The novel repeatedly uses the word “never” to reinforce the importance of Charlie and Silas’s vow—to never forget their love, to never neglect it. As a testament to this theme, the Epilogue takes place 20 years after Charlie and Silas overcome the amnesia loops. The couple have sustained a marriage and a family of three, as they have a daughter named Jessa. Love permeates their mundane routine of work and family dinners, making every day feel worthwhile. Having experienced the loops in their youth, Charlie and Silas recognize the work needed to sustain Jessa’s own relationship with her boyfriend, Harry—yet another reminder to never take love for granted.
From a technical perspective, the novel uses alternating chapters between Charlie and Silas to create a shared perspective.
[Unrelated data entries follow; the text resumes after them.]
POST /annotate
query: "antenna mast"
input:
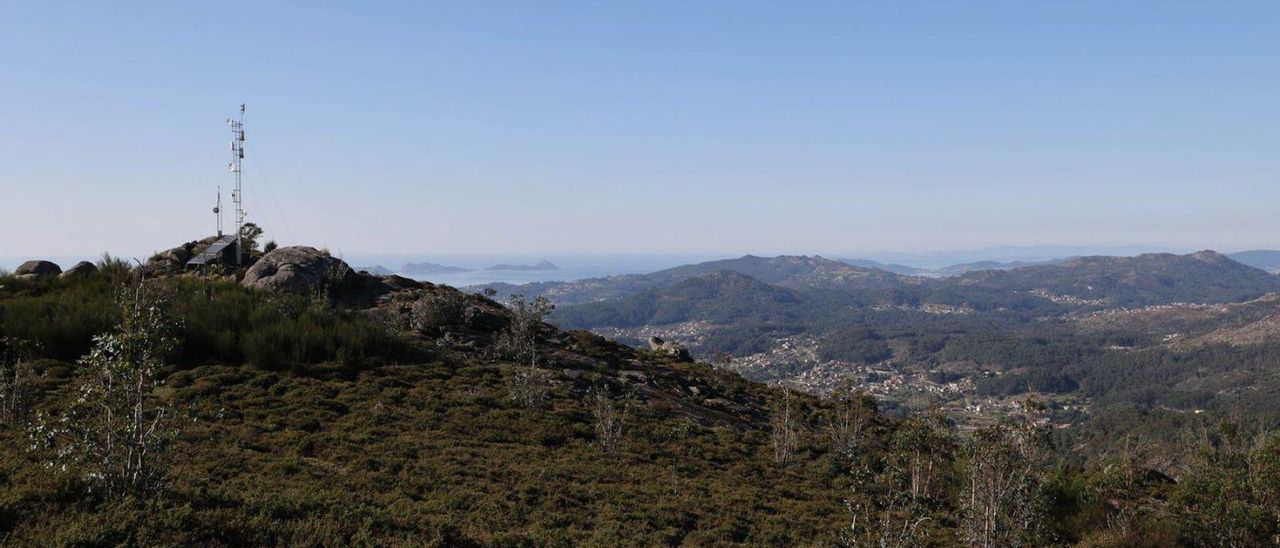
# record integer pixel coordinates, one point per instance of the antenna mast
(218, 211)
(238, 193)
The couple’s story speaks to the power and resilience of love, reinforced by the inclusion of their two voices. Perhaps to be expected of a novel cowritten by two writers, these two voices capture the complex, intimate nature of romantic love. Charlie and Silas employ different diction and syntax, and share different experiences—as Charlie spends a portion of the novel in captivity. Neither one can tell their story alone. The alternating chapters recreate the experience of courtship, of two voices falling in love and working in unison.
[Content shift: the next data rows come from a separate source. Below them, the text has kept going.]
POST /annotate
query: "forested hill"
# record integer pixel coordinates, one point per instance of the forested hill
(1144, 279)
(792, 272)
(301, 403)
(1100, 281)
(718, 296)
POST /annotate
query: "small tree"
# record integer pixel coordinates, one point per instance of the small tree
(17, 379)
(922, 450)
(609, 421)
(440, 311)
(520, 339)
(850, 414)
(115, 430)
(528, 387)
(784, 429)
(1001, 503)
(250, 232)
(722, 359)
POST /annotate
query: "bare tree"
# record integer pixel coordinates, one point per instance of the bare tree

Secrets nearly destroy Charlie and Silas’s lives. At the center of their love is the tragic figure of Cora Delacroix. She enters the novel from a distance, with Charlie noticing her skittering about the school corridors—suggesting her low self-esteem, her lack of confidence and initiative. She is cruelly nicknamed “The Shrimp,” for “[h]er hair is an ugly shade of greenish brown, like she tried to dye it herself and it went terribly wrong. […] She has a smattering of pimples across her forehead and a nose that’s pugged” (95). Cora is the living result of the toxic impact of secrets. She has lived her life without her father—specifically, Charlie’s father Brett, who lives a public life with his family across town. Years of neglect have impacted Cora’s emotional development, and she is largely driven by hate.
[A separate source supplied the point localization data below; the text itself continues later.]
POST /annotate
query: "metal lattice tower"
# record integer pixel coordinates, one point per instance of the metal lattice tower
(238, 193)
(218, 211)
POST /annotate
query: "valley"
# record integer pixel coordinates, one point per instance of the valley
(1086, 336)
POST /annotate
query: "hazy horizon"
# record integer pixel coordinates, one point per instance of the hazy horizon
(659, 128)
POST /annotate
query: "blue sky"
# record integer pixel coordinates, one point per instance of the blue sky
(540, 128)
Brett has concealed his affair with tarot reader Janice, a former client at his firm, for nearly 20 years. He pursued a relationship with her out of selfish desire, only to abandon her and Cora. This secret destroys Charlie’s mother and leads to her struggle with alcoholism. Furthermore, Brett’s arrest for fraud leaves Charlie with trauma, longing for the stability he once represented. She fights with her mother and breaks up with Silas, turning to athletic student Brian to bury her feelings; however, both Brett and Brian prove toxic. Charlie and Silas’s breakup, caused by Brett’s manipulations, threatens the universe itself—with the amnesia loops being the universe’s way of getting them back together. The teens’ shared amnesia enables them to start anew, to break free of the toxic world of secrets and instead embrace the honesty of love.